Avengers Assembled! is a role-playing game supplement published by TSR in 1984 for the Marvel Super Heroes role-playing game.

Contents
Avengers Assembled! is a supplement describing 30 sometime members of the Avengers supergroup, 22 of their enemies, the Avengers Mansion, and the super-espionage organization S.H.I.E.L.D. Avengers Assembled is a 32-page book, with a loose cover containing a detailed map of the Avengers' mansion. The text gives details of the mansion, S.H.I.E.L.D., and Nick Fury, 30 superhero characters (two characters have multiple secret identities, and there are only 26 separate characters), two associates of the Avengers, and 22 of their enemies. Each character is illustrated, and there are also pictures of some S.H.I.E.L.D. equipment and personnel.

Avengers Assembled! contains complete character statistics for all the Avengers there have been plus 20-odd of their more regular allies and enemies, including Kang, Ultron, and S.H.I.E.L.D. There are also plans of the Avengers Mansion, high quality Marvel artwork. Avengers Assembled! provides gaming statistics for 30 past and present members of the Avengers superhero team – including the Black Panther, Falcon, Hawkeye, Scarlet Witch, Hulk, and She-Hulk - along with almost two dozen supervillain foes, a couple of friends, and the agents of S.H.I.E.L.D. The supplement also includes a map and key of the Avengers Mansion and data on S.H.I.E.L.D. flying cars, headquarters, and jet fighters. The writeup of each hero or villain includes the name of his super identity, his current status (dead, inactive, etc.), real name if known, origin or classification, ability ranks, variable abilities, powers and talents, equipment/possessions, important people in his life, background and, in a few cases, personality, plus an illustration of the character.

Publication history
MHAC2 Avengers Assembled! was written by Bruce Nesmith, with a cover by Jeff Butler, and was published by TSR, Inc., in 1984 as a 32-page book with an outer folder. Avengers Assembled was TSR's first expansion for Marvel Super Heroes.

Reception
Marcus L. Rowland reviewed Avengers Assembled! for White Dwarf #62, rating it 8/10 overall. He declared: "This is an invaluable reference for any MSH referee, and may appeal to many comic collectors and fans."

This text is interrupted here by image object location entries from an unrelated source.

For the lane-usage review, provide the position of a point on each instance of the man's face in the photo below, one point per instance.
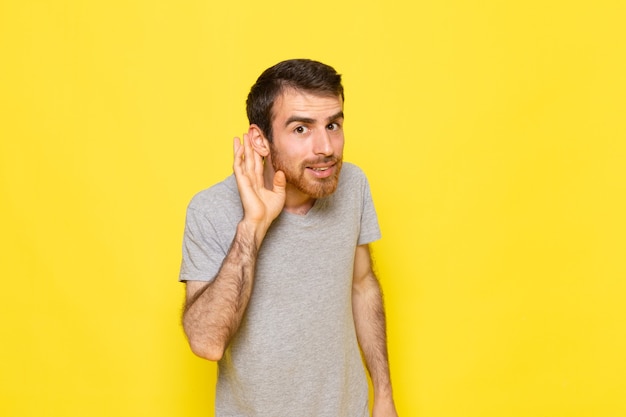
(308, 141)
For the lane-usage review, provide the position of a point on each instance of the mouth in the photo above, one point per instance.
(322, 170)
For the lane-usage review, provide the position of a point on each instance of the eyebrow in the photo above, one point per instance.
(308, 120)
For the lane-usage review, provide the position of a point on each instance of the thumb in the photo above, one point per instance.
(280, 182)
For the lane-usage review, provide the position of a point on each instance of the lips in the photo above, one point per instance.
(322, 171)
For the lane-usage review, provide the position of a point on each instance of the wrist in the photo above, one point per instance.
(252, 231)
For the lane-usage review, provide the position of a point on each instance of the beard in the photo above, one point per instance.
(295, 175)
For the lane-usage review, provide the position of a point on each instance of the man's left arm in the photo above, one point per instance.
(369, 319)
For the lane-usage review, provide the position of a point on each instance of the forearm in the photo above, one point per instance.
(213, 314)
(369, 317)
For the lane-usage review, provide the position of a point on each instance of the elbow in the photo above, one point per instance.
(204, 347)
(207, 351)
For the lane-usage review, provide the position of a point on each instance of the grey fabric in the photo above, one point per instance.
(295, 353)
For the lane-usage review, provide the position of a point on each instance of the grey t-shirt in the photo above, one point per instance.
(296, 352)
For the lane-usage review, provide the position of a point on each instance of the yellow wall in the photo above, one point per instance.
(494, 136)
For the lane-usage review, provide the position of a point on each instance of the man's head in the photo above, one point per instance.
(302, 75)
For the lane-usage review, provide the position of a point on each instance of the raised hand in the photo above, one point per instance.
(260, 205)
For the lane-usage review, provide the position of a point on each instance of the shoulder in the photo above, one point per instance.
(224, 193)
(219, 204)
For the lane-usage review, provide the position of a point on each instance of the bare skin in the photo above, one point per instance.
(307, 147)
(214, 311)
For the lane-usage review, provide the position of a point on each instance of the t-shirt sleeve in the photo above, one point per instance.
(370, 230)
(203, 252)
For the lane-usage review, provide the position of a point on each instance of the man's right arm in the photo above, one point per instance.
(213, 311)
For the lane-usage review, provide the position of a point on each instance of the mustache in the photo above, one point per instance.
(323, 160)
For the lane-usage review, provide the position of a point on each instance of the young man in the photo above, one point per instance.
(280, 287)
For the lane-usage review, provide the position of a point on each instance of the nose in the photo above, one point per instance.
(322, 143)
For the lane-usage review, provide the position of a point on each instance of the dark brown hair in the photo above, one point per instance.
(299, 74)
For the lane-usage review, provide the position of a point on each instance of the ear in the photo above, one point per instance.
(259, 143)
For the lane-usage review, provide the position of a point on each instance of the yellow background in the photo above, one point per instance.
(493, 135)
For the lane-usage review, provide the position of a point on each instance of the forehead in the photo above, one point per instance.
(292, 101)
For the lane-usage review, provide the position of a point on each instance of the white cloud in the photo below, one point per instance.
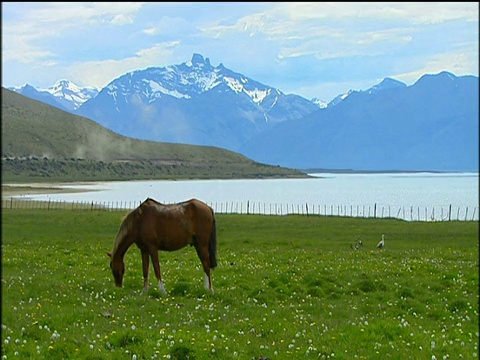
(108, 70)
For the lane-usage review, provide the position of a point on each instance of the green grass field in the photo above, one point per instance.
(286, 287)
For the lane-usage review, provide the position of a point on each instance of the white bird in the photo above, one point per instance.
(358, 245)
(381, 244)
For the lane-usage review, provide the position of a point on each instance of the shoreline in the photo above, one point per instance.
(10, 190)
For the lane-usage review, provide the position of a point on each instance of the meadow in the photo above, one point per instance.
(286, 287)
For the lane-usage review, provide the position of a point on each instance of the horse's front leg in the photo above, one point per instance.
(145, 264)
(158, 274)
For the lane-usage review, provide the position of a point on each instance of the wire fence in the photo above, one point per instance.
(408, 213)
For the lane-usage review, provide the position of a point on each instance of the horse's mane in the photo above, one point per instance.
(128, 221)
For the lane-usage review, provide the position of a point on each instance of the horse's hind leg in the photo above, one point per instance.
(145, 259)
(205, 260)
(158, 274)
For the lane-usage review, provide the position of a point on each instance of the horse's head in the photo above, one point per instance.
(118, 269)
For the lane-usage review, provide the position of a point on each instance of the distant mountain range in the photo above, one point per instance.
(431, 125)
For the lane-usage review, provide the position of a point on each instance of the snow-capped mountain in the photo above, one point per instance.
(430, 125)
(193, 102)
(64, 94)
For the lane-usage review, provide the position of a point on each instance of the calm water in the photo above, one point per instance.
(396, 195)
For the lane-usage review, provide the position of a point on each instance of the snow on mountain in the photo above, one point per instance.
(188, 80)
(70, 94)
(64, 94)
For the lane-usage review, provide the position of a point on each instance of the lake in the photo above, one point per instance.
(410, 196)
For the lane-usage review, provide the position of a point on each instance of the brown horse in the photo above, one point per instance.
(153, 226)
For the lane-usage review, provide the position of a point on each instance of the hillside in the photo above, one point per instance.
(41, 142)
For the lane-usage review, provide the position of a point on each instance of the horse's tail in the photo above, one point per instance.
(212, 246)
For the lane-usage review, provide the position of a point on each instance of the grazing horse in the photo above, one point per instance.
(153, 226)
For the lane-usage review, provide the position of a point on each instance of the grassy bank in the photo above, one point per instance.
(285, 287)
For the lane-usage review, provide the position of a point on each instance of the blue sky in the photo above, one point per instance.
(310, 49)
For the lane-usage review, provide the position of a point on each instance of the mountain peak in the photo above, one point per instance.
(198, 59)
(387, 83)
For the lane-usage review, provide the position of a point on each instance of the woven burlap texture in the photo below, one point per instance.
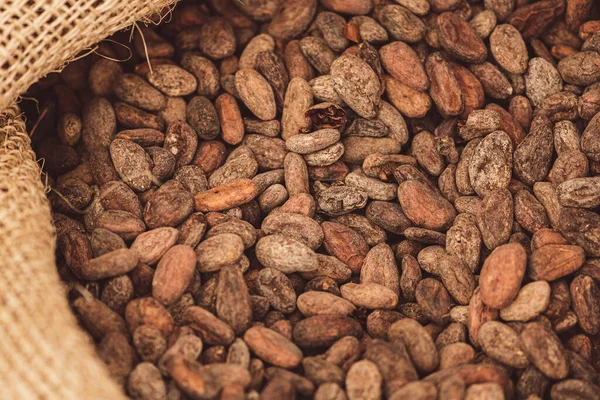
(43, 352)
(39, 36)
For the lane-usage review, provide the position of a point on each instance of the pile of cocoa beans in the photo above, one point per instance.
(335, 199)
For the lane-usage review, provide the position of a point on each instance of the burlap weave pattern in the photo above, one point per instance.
(38, 36)
(43, 352)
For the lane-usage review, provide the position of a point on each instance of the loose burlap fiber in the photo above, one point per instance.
(43, 352)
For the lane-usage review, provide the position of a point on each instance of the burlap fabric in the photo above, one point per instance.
(43, 353)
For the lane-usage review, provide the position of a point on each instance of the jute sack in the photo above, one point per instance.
(43, 352)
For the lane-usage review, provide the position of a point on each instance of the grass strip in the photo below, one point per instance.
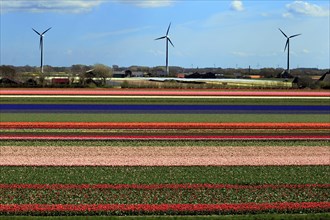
(165, 101)
(162, 196)
(244, 175)
(165, 143)
(102, 117)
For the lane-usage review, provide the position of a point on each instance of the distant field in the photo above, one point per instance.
(167, 101)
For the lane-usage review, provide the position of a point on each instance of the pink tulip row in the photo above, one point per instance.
(153, 92)
(161, 186)
(163, 137)
(159, 125)
(163, 208)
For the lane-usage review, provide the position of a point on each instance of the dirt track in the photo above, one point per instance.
(162, 156)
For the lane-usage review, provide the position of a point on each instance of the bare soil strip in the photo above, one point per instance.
(163, 156)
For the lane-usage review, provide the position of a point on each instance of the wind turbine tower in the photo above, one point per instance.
(167, 38)
(41, 47)
(287, 45)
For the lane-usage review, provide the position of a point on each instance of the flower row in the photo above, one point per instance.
(159, 125)
(153, 92)
(161, 186)
(167, 208)
(163, 137)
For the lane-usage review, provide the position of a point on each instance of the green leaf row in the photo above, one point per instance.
(177, 174)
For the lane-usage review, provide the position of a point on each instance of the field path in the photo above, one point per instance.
(163, 156)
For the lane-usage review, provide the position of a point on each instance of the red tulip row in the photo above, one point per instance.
(161, 186)
(151, 92)
(163, 137)
(159, 125)
(167, 208)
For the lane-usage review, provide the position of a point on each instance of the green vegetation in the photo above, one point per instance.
(164, 143)
(102, 117)
(165, 101)
(147, 175)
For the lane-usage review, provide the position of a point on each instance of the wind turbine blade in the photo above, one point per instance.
(283, 33)
(160, 38)
(170, 41)
(46, 31)
(294, 35)
(40, 45)
(168, 29)
(286, 45)
(36, 31)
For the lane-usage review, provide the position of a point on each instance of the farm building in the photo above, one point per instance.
(325, 77)
(6, 82)
(60, 81)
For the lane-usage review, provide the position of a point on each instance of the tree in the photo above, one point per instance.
(7, 72)
(102, 71)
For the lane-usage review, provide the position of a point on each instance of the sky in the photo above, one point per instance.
(217, 33)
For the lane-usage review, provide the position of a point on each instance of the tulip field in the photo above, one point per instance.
(201, 153)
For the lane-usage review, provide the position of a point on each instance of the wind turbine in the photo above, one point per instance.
(287, 45)
(41, 46)
(167, 38)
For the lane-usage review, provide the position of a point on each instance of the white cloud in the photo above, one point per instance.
(305, 8)
(306, 51)
(117, 32)
(64, 6)
(237, 5)
(242, 54)
(148, 3)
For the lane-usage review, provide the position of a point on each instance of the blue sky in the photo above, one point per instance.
(220, 33)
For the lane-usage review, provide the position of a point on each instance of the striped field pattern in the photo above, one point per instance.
(168, 156)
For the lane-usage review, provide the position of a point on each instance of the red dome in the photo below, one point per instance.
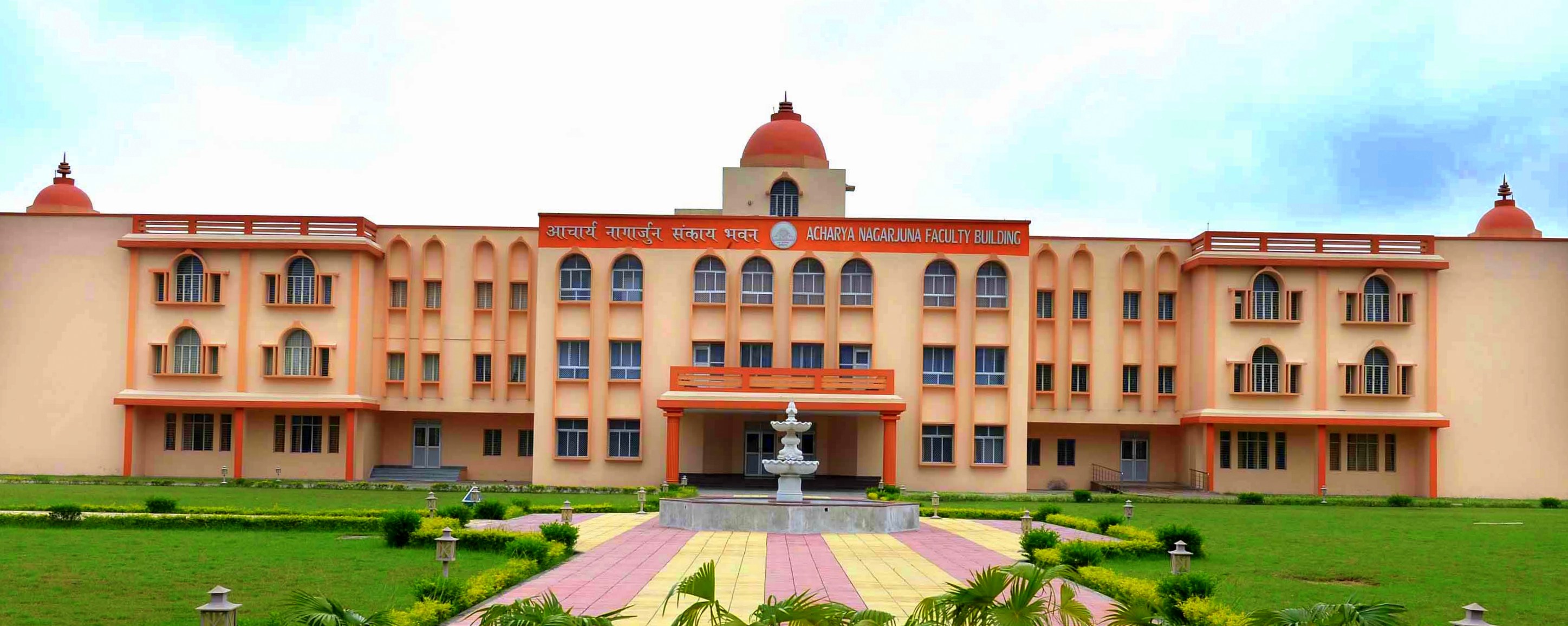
(63, 197)
(784, 141)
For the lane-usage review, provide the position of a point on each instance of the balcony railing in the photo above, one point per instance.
(782, 380)
(1311, 244)
(253, 225)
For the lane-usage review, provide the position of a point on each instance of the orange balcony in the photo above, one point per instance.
(782, 380)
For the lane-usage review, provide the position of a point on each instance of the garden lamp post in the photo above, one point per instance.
(446, 551)
(218, 609)
(1181, 560)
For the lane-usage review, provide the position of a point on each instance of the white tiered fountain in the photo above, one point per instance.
(791, 463)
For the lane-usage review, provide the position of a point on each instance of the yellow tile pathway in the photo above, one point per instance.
(888, 575)
(739, 560)
(987, 535)
(604, 528)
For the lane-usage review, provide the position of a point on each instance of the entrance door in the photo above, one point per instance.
(427, 444)
(1136, 455)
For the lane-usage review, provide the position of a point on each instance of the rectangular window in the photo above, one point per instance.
(938, 366)
(626, 438)
(1045, 305)
(519, 297)
(305, 434)
(626, 360)
(855, 357)
(936, 443)
(1067, 453)
(756, 355)
(432, 367)
(1167, 306)
(526, 443)
(484, 295)
(482, 367)
(1045, 377)
(432, 294)
(571, 360)
(571, 438)
(805, 355)
(990, 366)
(518, 367)
(708, 355)
(990, 444)
(1360, 453)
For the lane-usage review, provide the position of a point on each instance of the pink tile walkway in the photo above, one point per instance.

Pete Tamlyn reviewed Avengers Assembled! for Imagine magazine. He opined that "Avengers Assembled! will be an essential product for most players of the game". He stated: "Personal preferences aside, the Avengers are probably the ideal group to choose if you are going to run an extended campaign using MSH. There have been so many members and roster changes that your players are almost certain to be able to pick a character each without conflict over who plays which particular favourite, or someone getting lumbered with a character that doesn't suit their style of play." He continued: "There are a few grossly powerful characters among them, and I'd recommend that Thor in particular be kept as an NPC who can rescue the players in times of dire emergency, but the only real wimps, Wasp and Hawkeye, are among the most interesting characters to play. My only complaint is that many of the villains are also very tough, the sort of folks who take on the Avengers single-handed and are normally only defeated thanks to their arrogance and over-confidence, and will therefore be quite difficult for the GM to handle." Tamlyn concluded by saying: "Overall, a much-needed publication which will sell very well."

William A. Barton reviewed the supplement in Space Gamer #70. Barton commented that the character descriptions give "all that any gamer familiar with the Marvel universe would need to portray the character in a game or the GM to use as an NPC". He stated: "This supplement is surprisingly complete in terms of heroes and villains covered, and should be most welcome to Marvel fans who wish to portray Avengers" and that the map of Avengers Mansion "would be of use even to players who wish to create their own 'Avengers'". He commented: "One flay evident in Avengers Assembled is that the length of some of the power write-ups requires the dropping of the background notes on the character – okay for old-time Marvel fans, but a potential problem for newcomers. This makes possession of the 15 Marvel Universe comics a necessity for those without an encyclopedic knowledge of the Marvel universe – something that really should have been avoided". Barton concluded his review by saying, "Overall though, for those interested in superheroic gaming in the worlds of Marvel Comics, Avengers Assembled is a worthy addition to the original game."